Anyone can give us the datasheet? Or if at PSDevWiki oops... the blessed datasheet is a farce. It's a troll from a dodgy blog... one has to be very stupid to believe that the r32c is the hypervisor to attack Marcan... not even the VSS nor the VCC agree
Never fool us, not all the other developers that have their functional CFW that the downgrade key or the way we can get to exploit versions 3.55, 4.01, 4.05 or whatever is in this simple sysconf
RL78G14 there are 100 pin and 64 and even less as it is ps4 pro the chip is from the company renesas company and although it cost us more 8 months without sleeping here I attach the datasheet, I can say that there is a pin the TOOOL0 credits (JaiCraB) which is the evolution of RX and TX.For now the datasheet of sysconf and a small drawing for the devs who want to investigate meanwhile we do ours to keep this team that continues adding more than 8,000 euros a month I tell you why not everything is lost,
here we keep moving forward and something has to come out of this.This can be used to find a way to downgrade to the minimum version of any PS4 (including PS4 Pro)

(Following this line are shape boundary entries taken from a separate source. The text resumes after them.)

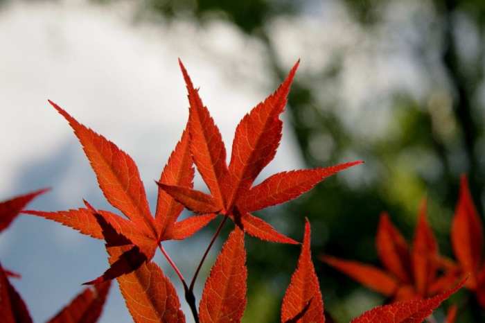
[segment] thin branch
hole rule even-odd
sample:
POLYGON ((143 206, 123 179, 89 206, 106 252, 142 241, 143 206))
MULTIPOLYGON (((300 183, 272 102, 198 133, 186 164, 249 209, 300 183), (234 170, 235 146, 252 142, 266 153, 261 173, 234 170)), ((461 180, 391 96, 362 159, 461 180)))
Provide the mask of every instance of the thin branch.
POLYGON ((211 242, 209 244, 209 246, 207 246, 207 249, 206 249, 206 251, 204 252, 204 256, 202 256, 202 259, 200 259, 200 262, 199 263, 199 265, 197 266, 197 270, 195 270, 195 273, 194 274, 194 277, 193 277, 193 278, 192 278, 192 281, 191 281, 191 286, 188 288, 188 290, 191 292, 192 292, 194 289, 194 285, 195 284, 195 280, 197 279, 197 277, 199 275, 199 272, 200 271, 200 268, 202 267, 202 264, 204 263, 204 261, 206 260, 206 257, 207 256, 207 254, 209 254, 209 250, 212 247, 212 245, 214 244, 214 241, 215 241, 215 239, 219 236, 220 231, 222 229, 222 227, 224 227, 224 224, 227 220, 228 216, 224 216, 224 218, 220 222, 220 224, 219 225, 218 229, 215 231, 215 233, 212 236, 212 239, 211 240, 211 242))
POLYGON ((184 289, 186 289, 187 288, 187 283, 185 282, 185 279, 184 278, 184 275, 182 274, 182 272, 179 270, 178 267, 177 267, 177 265, 175 265, 175 263, 172 260, 172 258, 170 258, 170 256, 168 255, 166 250, 165 250, 165 248, 164 247, 164 246, 161 245, 161 243, 159 243, 158 247, 160 249, 160 251, 161 252, 161 253, 164 254, 164 256, 165 256, 165 259, 167 259, 167 261, 168 261, 168 263, 170 263, 170 265, 172 266, 173 270, 177 273, 177 275, 180 279, 180 281, 182 281, 182 285, 184 285, 184 289))

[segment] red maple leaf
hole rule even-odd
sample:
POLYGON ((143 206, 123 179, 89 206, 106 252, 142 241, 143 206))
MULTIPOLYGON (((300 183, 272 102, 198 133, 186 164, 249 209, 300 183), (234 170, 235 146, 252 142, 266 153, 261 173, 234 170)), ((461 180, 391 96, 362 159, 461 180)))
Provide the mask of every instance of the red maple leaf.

1. Correct hypervisor datasheet (ps3devwiki blunder this farce). This is the real 64 pin LQFP for ps4 slim and 1215A pages (18) and for PS4 fat page (21) PS4 Pro pending.
hypervisor final sony (sysconf).pdf
2. Correct way to program the hypervisor to create the glitch (sysconf)
forma correcta de programar hypervisor.pdf
3. Pinout glitch hypervisor PS4
https://drive.google.com/open?id=0B2cZly5GV8y-bDhFZWhKVFJtc3c
4. PS4 Pro (unconfirmed) some ports on which Sony is based on its hypervisor (sysconf)
https://drive.google.com/open?id=0B2cZly5GV8y-RjA5dnJiQXRJUFE
A greeting to all and wish you from Universal Team a Merry Christmas!
Note
As if you are a handyman, those who try to do this and you are bundled in short layout of connections so that it is if you do not make the plate yourselves and you stay like this.
https://drive.google.com/open?id=0B2cZly5GV8y-SHJac05IUVUwUUU
In the end will be something like this, we need your support in the kickstarter.
https://drive.google.com/open?id=0B2cZly5GV8y-MGF3Z0I4bS1ORk0
We based on that development board and we added reading and writing of XBox One, PS Vita, Wii U and we are working for iPhone reading
Sony did not (and still does not) uses eFuses to prevent downgrading (they are dedicated to store per console settings at factory)
Downgrading is prevented using hashes in syscon's NVS, revocation lists (on ps4/ps vita) and stripping PUP header keys from existing modules
I can confirm that they do not burn e-fuses to prevent downgrading (or during updates) and instead rely on a "Secure Non Volatile Storage" (aka SNVS), which only SAMU modules access the (per console) keys to read and write data from.
which only SAMU modules can access the (per console) keys to read and write data from * (just fixed a typo)
Of course, this also means that in the unlikely event that you do get SAMU code execution on a specific console, you can then downgrade it (but if you can achieve that, why the hell would you need to downgrade anyway?)